Das Problem für Washington: Vollständige Verbote sind faktisch unmöglich, weil die Modellgewichte öffentlich verfügbar sind. Juristen warnen zudem vor Verfassungsproblemen – die First Amendment könnte gegen Verbote von frei zugänglichen Modelldateien sprechen. Deshalb fokussiert sich Congress auf Bundesbeschaffungsverbote: Regierungsbehörden dürften chinesische Modelle dann nicht mehr kaufen oder nutzen.
Das Bumerang-Szenario: Wie US-Politik chinesische KI befeuert
Die Ironie der Geschichte: Gerade weil Washington seine eigenen Modelle abgeriegelt hat, wenden sich amerikanische Unternehmen chinesischen Alternativen zu.
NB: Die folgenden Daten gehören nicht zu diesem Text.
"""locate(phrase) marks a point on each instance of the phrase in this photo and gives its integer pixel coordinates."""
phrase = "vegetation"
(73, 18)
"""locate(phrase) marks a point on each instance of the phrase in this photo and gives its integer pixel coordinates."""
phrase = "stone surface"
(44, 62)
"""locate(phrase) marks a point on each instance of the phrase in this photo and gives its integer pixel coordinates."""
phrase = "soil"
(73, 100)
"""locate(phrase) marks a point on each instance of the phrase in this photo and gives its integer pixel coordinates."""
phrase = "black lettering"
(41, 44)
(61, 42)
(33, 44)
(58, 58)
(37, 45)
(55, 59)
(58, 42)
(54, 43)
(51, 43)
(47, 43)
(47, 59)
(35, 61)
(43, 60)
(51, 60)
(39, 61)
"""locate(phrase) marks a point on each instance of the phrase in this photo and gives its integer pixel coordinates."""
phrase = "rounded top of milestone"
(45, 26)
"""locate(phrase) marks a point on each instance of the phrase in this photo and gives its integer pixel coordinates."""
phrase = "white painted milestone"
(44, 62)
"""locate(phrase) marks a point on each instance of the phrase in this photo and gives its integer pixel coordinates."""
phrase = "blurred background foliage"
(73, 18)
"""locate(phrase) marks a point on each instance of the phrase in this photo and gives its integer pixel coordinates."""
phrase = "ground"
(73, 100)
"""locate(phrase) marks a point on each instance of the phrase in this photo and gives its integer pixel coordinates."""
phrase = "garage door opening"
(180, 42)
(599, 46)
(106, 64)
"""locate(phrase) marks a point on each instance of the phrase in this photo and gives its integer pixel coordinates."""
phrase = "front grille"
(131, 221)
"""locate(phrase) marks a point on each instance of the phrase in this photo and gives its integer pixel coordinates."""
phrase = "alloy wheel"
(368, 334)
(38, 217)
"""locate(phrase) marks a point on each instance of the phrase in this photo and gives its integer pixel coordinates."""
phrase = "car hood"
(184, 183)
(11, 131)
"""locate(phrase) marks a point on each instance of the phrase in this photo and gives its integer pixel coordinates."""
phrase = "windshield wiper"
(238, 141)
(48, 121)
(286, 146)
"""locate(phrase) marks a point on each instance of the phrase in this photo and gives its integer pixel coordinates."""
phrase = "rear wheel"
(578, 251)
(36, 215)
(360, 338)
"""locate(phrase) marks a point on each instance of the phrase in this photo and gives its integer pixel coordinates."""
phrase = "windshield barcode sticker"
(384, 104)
Anthropic beschränkte Auslandszugriff, OpenAI bremste GPT-5.6 – und plötzlich sind chinesische Open-Weight-Modelle für US-Firmen die einzigen erschwinglichen, zugänglichen Optionen.
Das ist das Kernproblem: Open-Weight-Modelle lassen sich lokal herunterladen und betreiben. Es gibt keinen API-Call zum Blockieren, keine Überwachung. Wer DeepSeek einmal heruntergeladen hat, kann es offline nutzen – für die US-Regierung praktisch unkontrollierbar.
Kryptomarkt profitiert vom Konflikt
Während die Geopolitik brodelt, freuen sich dezentralisierte KI-Token. Venices VVV-Token kletterte im späten Juni 2026 um etwa 14%, Morpheus' MOR-Token schoss um rund 21% nach oben. Der Grund liegt auf der Hand: Wenn zentrale US-Modelle restriktiver werden und chinesische Modelle unter Druck geraten, wächst die Nachfrage nach dezentralisierten, nicht kontrollierbaren KI-Infrastrukturen.
Was das für deutsche Unternehmen bedeutet
Für deutsche Firmen wird es kompliziert. Einerseits könnte ein US-Beschaffungsverbot für chinesische Modelle die europäische KI-Souveränität stärken – wenn es europäische Alternativen gibt. Andererseits: Wer bislang DeepSeek oder Kimi nutzt, um Kosten zu sparen, muss sich neu orientieren. Die EU-eigenen Modelle sind noch nicht marktreif genug, um flächendeckend zu ersetzen. Und die Frage bleibt offen, ob die EU dem US-Kurs folgt oder ihre eigene Linie fährt. Eines ist sicher: Der KI-Wettrüstung zwischen USA und China werden deutsche Unternehmen nicht entgehen können.